St. Joseph Catholic Church yesterday began the process of moving the historic Lathrop House from its Main Street site, although no arrangements have been made for where the structure eventually will be located.
The unexpected action by the Sylvania church may be one of the last developments in a bitter dispute that has divided many residents of the area and members of the parish since the house and its surrounding 3.7 acres were bought by the Catholic Diocese of Toledo in October, 2001.
The parish has contended the house must be moved to make room for needed expansion, but others have charged that the history of the house must be maintained on its original site. It reportedly was used as a haven for runaway slaves making their way to Canada on the Underground Railroad.
Jim Floyd, business manager for the parish, said Merkle Heavy Moving of Ohio City, Ohio, probably will work to prepare the house for four to five days before they "dig it out and get it on wheels." Yesterday, workers put up a fence at the house and a load of support beams was delivered to the site. He said the cost for the move will be slightly more than $40,000.
Once the house is off its foundation, he said, it will be moved slightly to the east and will wait until the city completes preparation work on the eventual site.
The basement of the house is scheduled to be excavated in pieces and stored by the city. They are expected to be reconstituted in the basement at the
new location. The proposed location is on the same ravine as the current site of the house.
The city of Sylvania has been in the process of obtaining bids to move the house slightly east into Harroun Community Park. There is an agreement with the Toledo Area Metroparks to refurbish the house and run educational programs from it.
Mayor Craig Stough said yesterday that although he had heard some indications on Wednesday the church might take the action, he said he wasn't notified officially until after the work began yesterday.

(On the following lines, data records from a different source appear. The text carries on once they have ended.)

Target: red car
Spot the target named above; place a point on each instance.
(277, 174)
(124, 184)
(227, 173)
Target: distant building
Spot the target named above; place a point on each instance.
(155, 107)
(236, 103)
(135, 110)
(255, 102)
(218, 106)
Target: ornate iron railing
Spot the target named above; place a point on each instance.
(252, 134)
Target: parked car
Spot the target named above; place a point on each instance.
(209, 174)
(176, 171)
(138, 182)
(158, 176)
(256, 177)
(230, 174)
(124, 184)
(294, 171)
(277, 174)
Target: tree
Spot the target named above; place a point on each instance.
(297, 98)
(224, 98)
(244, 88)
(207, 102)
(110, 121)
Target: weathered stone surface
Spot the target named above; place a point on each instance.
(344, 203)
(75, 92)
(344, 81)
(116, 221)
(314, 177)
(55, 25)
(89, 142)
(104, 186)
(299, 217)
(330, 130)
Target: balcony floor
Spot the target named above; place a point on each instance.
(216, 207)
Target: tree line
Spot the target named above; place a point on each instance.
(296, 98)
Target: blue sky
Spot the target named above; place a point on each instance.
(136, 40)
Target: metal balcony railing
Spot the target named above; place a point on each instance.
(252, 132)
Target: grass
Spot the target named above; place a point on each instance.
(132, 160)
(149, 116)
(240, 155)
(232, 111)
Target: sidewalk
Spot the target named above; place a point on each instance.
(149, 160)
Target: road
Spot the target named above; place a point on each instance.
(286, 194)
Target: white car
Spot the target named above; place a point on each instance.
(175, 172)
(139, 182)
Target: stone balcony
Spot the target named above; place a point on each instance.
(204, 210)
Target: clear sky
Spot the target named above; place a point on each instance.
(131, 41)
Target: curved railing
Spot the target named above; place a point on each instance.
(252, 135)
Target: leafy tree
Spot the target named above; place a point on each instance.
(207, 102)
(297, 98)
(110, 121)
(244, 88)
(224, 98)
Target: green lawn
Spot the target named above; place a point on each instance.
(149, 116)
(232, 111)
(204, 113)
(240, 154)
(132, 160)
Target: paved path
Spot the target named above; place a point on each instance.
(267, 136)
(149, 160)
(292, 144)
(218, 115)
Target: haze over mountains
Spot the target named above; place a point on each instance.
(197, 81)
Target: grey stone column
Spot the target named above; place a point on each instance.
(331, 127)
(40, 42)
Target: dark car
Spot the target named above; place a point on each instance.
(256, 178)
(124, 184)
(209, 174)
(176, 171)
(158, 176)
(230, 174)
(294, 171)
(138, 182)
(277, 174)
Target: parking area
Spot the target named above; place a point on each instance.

He said the church has had no discussions concerning the financing of the move or to gain permission to do any work in the park in advance of the move.
Sylvania City Council is expected to review bids May 17 from businesses seeking the work of removing trees in the park to facilitate the move as well as digging a hole for the basement and foundation.
Council Monday chose not to act on a bid of $193,000 from Stanford E. Thal, Inc., of Swanton, for doing all the work required for the relocation. Mayor Stough suggested seeking bids for each individual job as a means of possibly reducing the cost.
Michael McGowan, an attorney for the parish, said he anticipates council will act on the bids at their next meeting. He said church officials decided to act on their own to begin the process of moving the house.
"I think it's in everybody's best interest," he said, "to at least get the first part of it started."
The property was purchased to allow the church to expand its campus and to connect with property to the east known as the O'Neil property. That acreage also extends south with an entrance on Ravine Drive, and together the two parcels are about 15 acres.
Mr. Floyd said yesterday after the decision was made to purchase the house, he counted 918 days as of Wednesday that have passed, "and it's been heartache."
Shortly after the purchase was completed, the parish took out a demolition permit but did not act on it after demonstrators protested that the building had historical significance as a home to many early leading citizens of Sylvania, but primarily because of its reputed role in the Underground Railroad.
St. Joseph's said the house must be moved to accommodate its expansion plans but that it would not raze the building as long as progress was being made in moving the structure.
Some of the original protesters formed The Friends of the Lathrop House and began accumulating cash and pledges to move the building.
Eventually, a movement grew to keep the house on its site, with preservationists arguing that its greatest value is the basement in which the runaway slaves hid and its location on a ravine that likely was used as cover for the slaves to move to and from the house.
Sylvania council in April, 2003, acted to take the property by eminent domain but that move was thwarted by voters in a referendum last November.
Since then, the city and church have worked to find a way to move the structure.
Linda Bunda of The Friends of the Lathrop House said yesterday the church's action "is unbelievable."
Contacted by telephone in Louisville, Ms. Bunda said she had heard nothing in advance about the church's action, and that she can't believe "they are ripping that house from its foundation.''
"What a terrible irony that a church, of all organizations, would rip this house from its foundations on this National Day of Prayer," Ms. Bunda said.
She added she isn't certain if there is anything the organization can do to prevent the church's move.
A spokesman for Alpha Phi Boule, a fraternity of African-American professional men that has been involved in protesting the move, said there doesn't appear to be anything that can be done to halt the move.
Dr. Houston Johnson said discussions with the parish involved "anger, resentment, fear, and arrogance" on the part of the church, and there was little opportunity to make reasonable progress.